In early June 2017, HHS issued its second status report on the Medicare appeals backlog and the outlook does not look good.
CMS held a call on June 29, 2017, to discuss recent regulatory changes intended to streamline the Medicare administrative appeal processes, reduce the backlog of pending appeals, and increase consistency in decision-making across appeal levels.
Now HHS is in danger of violating a Court Order.
In December 2016, the District Court for the District of Columbia held in American Hospital Association v Burwell case Ordered HHS to release to status reports every 90 days and the complete elimination of the backlog by 2020, HHS is also required to observe several intermediary benchmarks: 30% reduction by the end of 2017, 60% by the end of 2018, 90% by the end of 2019, and then ultimately 100% elimination by the end of 2020.
BUT LITTLE TO NOTHING HAS CHANGED.
HHS itself has maintained since the requirements were instituted that the elimination of the backlog would not be possible. June’s report projects 950,520 claims will remain by 2021, but this projection is still very far from meeting the court order.
HHS blames funding.
But even significant increase of funding (from about $107 million in 2017, to $242 million in 2018) will not cure the problem! I find it very disturbing that $242 million could not eliminate the Medicare appeal backlog.
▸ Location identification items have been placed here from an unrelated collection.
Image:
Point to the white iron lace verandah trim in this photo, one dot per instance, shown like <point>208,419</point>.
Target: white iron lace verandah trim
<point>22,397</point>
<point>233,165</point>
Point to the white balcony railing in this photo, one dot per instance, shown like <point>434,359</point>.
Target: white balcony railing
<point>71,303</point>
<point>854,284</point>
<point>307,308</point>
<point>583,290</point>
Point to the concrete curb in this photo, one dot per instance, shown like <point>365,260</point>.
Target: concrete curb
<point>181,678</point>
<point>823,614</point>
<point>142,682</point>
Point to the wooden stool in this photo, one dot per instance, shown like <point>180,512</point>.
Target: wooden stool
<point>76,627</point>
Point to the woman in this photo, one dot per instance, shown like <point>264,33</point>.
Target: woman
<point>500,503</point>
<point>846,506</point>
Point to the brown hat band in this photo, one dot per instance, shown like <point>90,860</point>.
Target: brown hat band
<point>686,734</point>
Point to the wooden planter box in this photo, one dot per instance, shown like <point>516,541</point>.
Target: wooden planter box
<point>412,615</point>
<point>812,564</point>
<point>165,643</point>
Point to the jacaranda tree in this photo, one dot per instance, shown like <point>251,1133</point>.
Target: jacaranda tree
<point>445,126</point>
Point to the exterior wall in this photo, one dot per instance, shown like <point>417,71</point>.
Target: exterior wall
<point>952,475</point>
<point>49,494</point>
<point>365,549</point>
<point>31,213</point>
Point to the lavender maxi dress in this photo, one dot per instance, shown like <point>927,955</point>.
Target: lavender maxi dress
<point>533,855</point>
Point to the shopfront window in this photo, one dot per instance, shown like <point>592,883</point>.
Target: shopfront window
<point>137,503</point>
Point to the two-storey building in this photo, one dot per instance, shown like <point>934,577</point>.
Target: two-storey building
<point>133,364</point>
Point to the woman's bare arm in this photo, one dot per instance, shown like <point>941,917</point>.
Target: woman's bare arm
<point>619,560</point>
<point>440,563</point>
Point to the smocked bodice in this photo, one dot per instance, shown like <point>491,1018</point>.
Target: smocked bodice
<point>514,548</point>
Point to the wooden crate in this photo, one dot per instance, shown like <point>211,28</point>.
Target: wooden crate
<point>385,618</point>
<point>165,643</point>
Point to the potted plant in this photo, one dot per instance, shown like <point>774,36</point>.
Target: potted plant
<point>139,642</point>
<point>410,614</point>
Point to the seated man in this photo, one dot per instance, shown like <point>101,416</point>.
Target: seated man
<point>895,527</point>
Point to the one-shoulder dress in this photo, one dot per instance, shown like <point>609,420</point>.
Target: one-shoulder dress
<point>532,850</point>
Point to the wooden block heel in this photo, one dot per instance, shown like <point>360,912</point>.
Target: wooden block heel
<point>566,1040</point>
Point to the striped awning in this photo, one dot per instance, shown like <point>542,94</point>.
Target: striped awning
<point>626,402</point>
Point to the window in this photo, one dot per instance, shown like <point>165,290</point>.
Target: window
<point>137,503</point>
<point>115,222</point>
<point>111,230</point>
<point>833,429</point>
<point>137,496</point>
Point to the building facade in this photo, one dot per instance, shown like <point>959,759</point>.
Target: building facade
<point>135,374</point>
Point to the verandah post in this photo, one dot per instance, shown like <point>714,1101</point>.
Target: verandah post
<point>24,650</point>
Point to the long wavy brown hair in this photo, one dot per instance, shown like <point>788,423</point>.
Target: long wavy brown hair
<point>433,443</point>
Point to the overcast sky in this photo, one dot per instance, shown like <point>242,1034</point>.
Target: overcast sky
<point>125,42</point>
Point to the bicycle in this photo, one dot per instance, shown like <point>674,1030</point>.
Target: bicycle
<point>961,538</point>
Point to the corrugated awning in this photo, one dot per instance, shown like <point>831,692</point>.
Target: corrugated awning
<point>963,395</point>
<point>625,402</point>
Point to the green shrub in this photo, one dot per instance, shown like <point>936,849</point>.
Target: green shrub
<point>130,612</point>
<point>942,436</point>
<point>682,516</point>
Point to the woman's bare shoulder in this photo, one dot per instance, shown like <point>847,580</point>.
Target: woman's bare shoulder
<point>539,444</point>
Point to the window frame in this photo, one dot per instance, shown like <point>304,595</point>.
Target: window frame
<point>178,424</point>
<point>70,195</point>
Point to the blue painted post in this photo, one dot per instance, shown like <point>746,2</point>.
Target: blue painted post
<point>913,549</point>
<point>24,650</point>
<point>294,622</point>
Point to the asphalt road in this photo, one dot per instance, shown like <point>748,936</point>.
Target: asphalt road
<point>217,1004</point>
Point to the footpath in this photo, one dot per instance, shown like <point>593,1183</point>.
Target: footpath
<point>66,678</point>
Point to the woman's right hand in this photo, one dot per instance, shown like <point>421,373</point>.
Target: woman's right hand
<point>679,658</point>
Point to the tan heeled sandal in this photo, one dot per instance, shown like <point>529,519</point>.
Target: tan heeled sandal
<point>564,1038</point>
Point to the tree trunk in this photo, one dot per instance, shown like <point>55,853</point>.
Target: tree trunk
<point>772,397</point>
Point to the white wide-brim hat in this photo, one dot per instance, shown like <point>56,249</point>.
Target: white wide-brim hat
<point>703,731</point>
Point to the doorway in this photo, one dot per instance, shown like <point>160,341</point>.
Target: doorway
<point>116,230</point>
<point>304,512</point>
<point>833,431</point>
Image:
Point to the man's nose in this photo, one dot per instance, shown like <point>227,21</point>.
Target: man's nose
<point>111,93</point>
So what will happen when HHS fails to meet the Court’s mandate of a 30% reduction of the backlog by the end of 2017? Hold the Secretary in contempt?
The court in Burwell drafted a “what if” into the Decision—the Court stated: “if [HHS] fails to meet [these] deadlines, Plaintiffs may move for default judgment or to otherwise enforce the writ of mandamus.” This allows the Court authority to enforce its Decision, but it has not motivated HHS to try any innovative procedures to reduce the backlog. So far no additional actions have been attempted, and the backlog remains.
If HHS is in violation of the Court Order at the end of 2017, the Court could issue harsh penalties. (Or the Court could do nothing and be a complete disappointment).